Police officers often work closely with police from the nation where the mission is located, advising, mentoring and assisting them in their duties. By doing so, they expand their thinking about how to approach police service and often bring useful knowledge back to their service when they return home.
Becoming a police peacekeeper is for a finite period of time, making it an exceptional opportunity for a national police career. Many senior members of the international policing community consider it beneficial that officers have had an international posting.
Serving the United Nations in the pursuit of peace is also an opportunity for police officers to help populations in need following a crisis or war.

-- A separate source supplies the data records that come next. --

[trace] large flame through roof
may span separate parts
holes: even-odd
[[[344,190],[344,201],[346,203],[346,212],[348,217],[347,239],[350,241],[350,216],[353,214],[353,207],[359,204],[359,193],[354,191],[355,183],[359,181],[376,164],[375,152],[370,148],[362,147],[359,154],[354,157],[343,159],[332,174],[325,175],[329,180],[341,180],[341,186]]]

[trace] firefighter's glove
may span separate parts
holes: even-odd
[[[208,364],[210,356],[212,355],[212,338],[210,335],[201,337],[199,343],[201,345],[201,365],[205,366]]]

Seconded police peacekeepers are reimbursed for their service by their government, the United Nations or a combination of the two, depending on whether they join as Individual Police Officers (IPO), member of a Formed police Unit (FPUs) or as a temporary UN staff on a professional post.
Benefits for police contributing countries
The skilled and experienced police officers that are needed for deployment with United Nations Police are valuable assets to their national police services and equally needed at home. Police-contributing countries see clear benefits for their local communities when their police officers return from UN missions, bringing new approaches, useful knowledge and international exposure to their national policing culture.
In addition, while deployed to the United Nations, police officers will often be helping to make their own societies safer, and more secure. For example, officers deployed to the UN Mission in Liberia (UNMIL) or the Integrated Peacebuilding Office in Guinea-Bissau (UNIOGBIS) may help strengthen the national police to disrupt drug supplies that could reach their home country otherwise.
The Permanent Representative of Niger, Ambassador Abdallah Wafy, previously Deputy Special Representative of the Secretary-General for the Rule of Law in MONUSCO, said in his speech at the United Nations Chiefs of Police Summit in 2016:
“As a former Inspector General of Police, my message to you is this: Please recognise the benefits for your organisations of having your police officers serve in UN missions, not only to the individual officer, but also to your service and to the country concerned”.
Previous UN police officers that have been promoted to the highest rank in their country after serving United Nations police include the Inspector General of the Ghana Police Service, Inspector General of Police Mohammed Ahmed Alhassan.